All animals need protein to grow, and the easiest way to get protein is from other animals. Hummingbirds supply their young with mostly tiny insects and spiders until they fend for themselves. The youngsters somehow learn to catch tiny insects to finish their development, and are now buzzing each other, primarily around the flowers and hummingbird feeders. All summer, wasps and yellow jackets combed the area vegetation for grubs and caterpillars to feed their young, but after the young have reached their adult stage these insects change their diet and now search for nectar from flowers, stealing from the hummingbird feeders, spilled jam on a picnic table and decayed or overripe apples. The apple crop seems to be pretty good this year, with some heavily ladened trees already dropping their production. Many critters like rabbits, squirrels, porcupines, coyotes, bear and deer will use apples in their diet, as well as birds like Robins, Blue jays, Pine Grosbeaks, Ruffed grouse and turkeys. Other fruits that are ripening are blackberries (lots of berries, but all pretty small size), bunchberries (good production), Lingonberries (good production) but my favorite little patches of blueberries seem to have been overtaken by bears and raccoons, leaving me with slim pickings. Around the house my cultivated fruit trees have been harassed greatly by porcupines, so my dream of a harvest of Asian pears, peaches, plums and apples is essentially zilch. My garden provided extra sustenance to a big crop of rabbits that found our yard to their liking. Smutty Nose, Ginger and Chunky (some of the rabbits that we could recognize) and their progeny saw to it that we wouldn’t over indulge in lettuce, beans or peas. They even ate the sunflowers, but didn’t touch the beets or carrots. I guess I can use the carrots in a rabbit stew.

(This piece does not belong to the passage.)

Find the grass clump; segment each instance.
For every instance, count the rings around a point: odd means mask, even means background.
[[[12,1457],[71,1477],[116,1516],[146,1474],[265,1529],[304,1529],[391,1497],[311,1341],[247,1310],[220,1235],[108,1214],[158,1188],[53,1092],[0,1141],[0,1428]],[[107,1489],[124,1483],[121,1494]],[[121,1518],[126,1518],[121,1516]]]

Our squirrels have been pretty well behaved, and are switching from mooching under the bird feeders to their normal diet of cones.
The cone crop is pretty good this year, with all spruces and Balsam firs around the house producing pitch-oozing cones. I don’t know why the fir cones point up instead of down like the spruces. Intuitively, it would seem that the cones should be built to shed the rain and dust. I know bananas are sort of the same way, but I don’t think bananas are very closely related to the firs. Our cedar ‘cones’ point upwards also. It might have something to do with pollination, or maybe Mother Nature just gave us something else to ponder. I wonder if the squirrels ponder that when they get their faces all pitch from eating the green cones.